Oui, j’étais scolarisé au Havre et ça ne se passait pas très bien avec mes collègues. En fait, j’étais différent. Je venais d’une petite ville et pour eux qui venaient de classes sociales très favorisées, je n’étais qu’un manent de la  campagne. Ils  jouaient du piano classique alors que je faisais du rock. Malgré tout, j’avais deux ou trois copains et à la récré nous parlions musique. Je pense à Florent Barbier, que je vois toujours et avec qui nous avons débuté ensemble. Il a été le batteur des Roadrunners et aujourd’hui il possède son studio à New York. On avait la même envie et nous bossions tous les deux tout le temps. On avait cet objectif commun de faire de la musique.

Quand avez-vous su que vous alliez devenir musicien professionnel ?

C’est un rêve que j’ai depuis mes treize ans, mais on vit dans un monde où l’on nous dit : « Tu dois faire de vraies études, avoir un vrai métier ». Alors, je pensais devenir journaliste, pas forcément de rock. Ce qui m’intéressait c’était de découvrir apprendre des choses des autres.

Donc vous avez fait des études ?

Oui,  je jouais toujours de la guitare et dans le même temps j’ai obtenu un bac A2. Ensuite, j’ai rejoint Paris pour faire l’IACP (école de jazz), qui était très free à l’époque. J’ai mis des noms sur des choses que je connaissais en tant qu’autodidacte et j’ai compris les règles de la musique.

Vous découvrez la théorie, avec une votre expérience et là vous décollez, mais comment cela se passe-t-il ?

J’avais un groupe,  Why Not et nous faisions quelques concerts. Un jour nous sommes sélectionnés pour un tremplin rock au Havre.  Little Bob en était  le parrain et le président du jury. Et ce soir là, après les délibérations, il est monté sur scène et a décidé de me donner le prix du meilleur  guitariste, alors qu’il n’y en avait pas de prévu. Ça a été ma première rencontre avec Bob.

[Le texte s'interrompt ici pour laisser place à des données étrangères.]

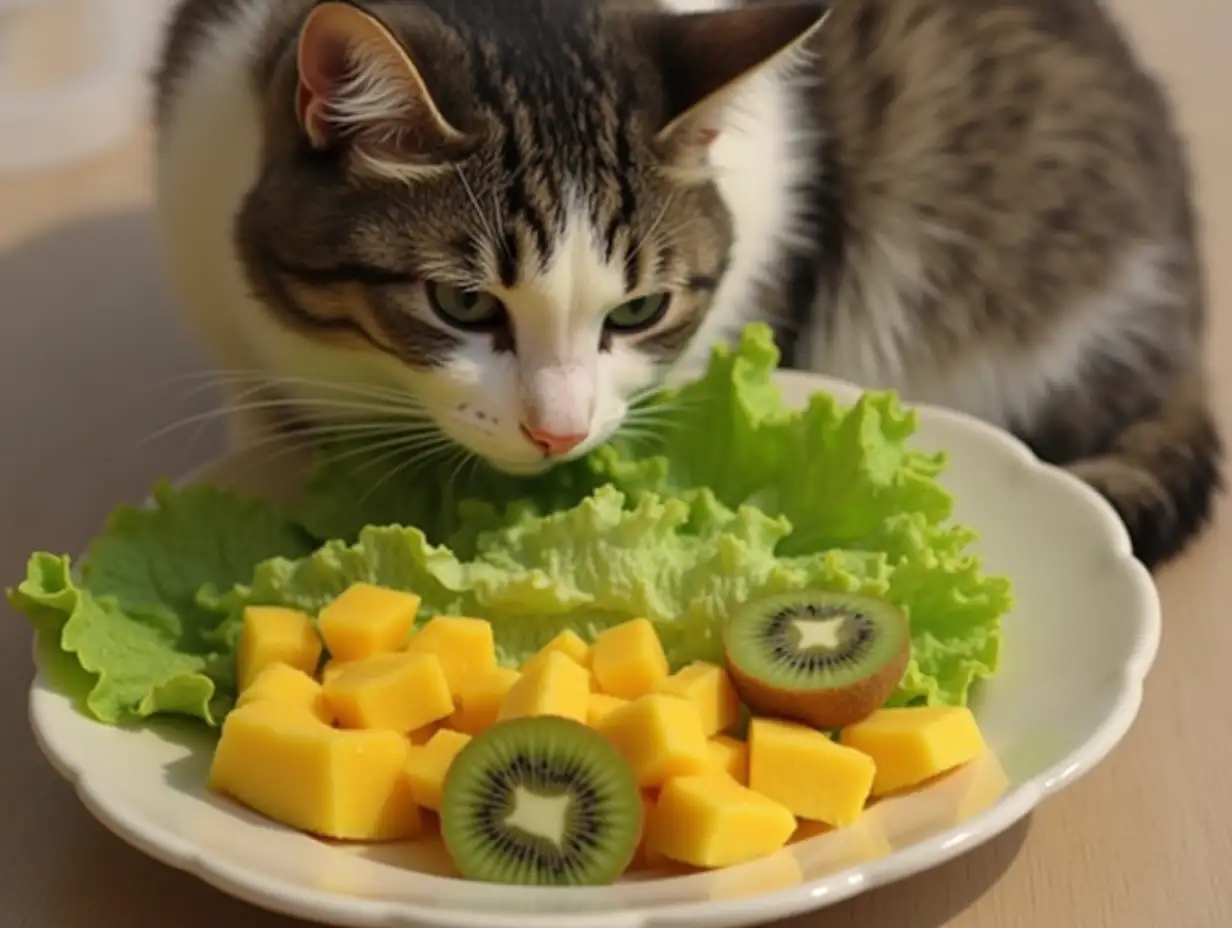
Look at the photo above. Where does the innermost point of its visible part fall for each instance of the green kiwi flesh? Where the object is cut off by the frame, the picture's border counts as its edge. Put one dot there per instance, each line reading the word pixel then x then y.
pixel 818 657
pixel 541 801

Il faisait toujours partie de Little Bob Story (LBS).  Il devait entamer sa carrière solo, aussi m’a-t-il demandé de l’aider à écrire des nouvelles chansons. Je lui envoyais des morceaux et après une année à échanger j’ai débuté avec lui.

Je connaissais tout Too Young to love Me

Et bien, que j’ai du boulot parce que pour nous, en tout cas au Havre, Guy George Gremy le  guitariste de LBS était notre modèle. Je connaissais tout Too Young to love Me (écouter ! ici) l’album de l’époque. J’avais appris tous les solos de Guy-George. C’était mon modèle et je pouvais le croiser au Havre.

Outre  Little Bob vous avez évoqué d’autres groupes de la région. Échangiez vous beaucoup  entre vous ?

Avec les Why Not, nous avions fait la première partie pour un concert de soutien à un club du Havre qui avait fermé. Nous étions les petits jeunes au milieu des groupes havrais comme les Scamps, les City Kids, les Kings Snakes,  dont le batteur est devenu celui de la Mano Negra. Je mettais le pied dans le milieu rock havrais et j’ai demandé des conseils.  J’ai beaucoup parlé avec les Roadrunners car j’aimais bien les morceaux avec des harmonies vocales. Je  voulais savoir comment ils faisaient. J’ai tout de suite voulu apprendre des autres. C’était en 1989 !

Combien de temps êtes vous resté avec Little Bob ?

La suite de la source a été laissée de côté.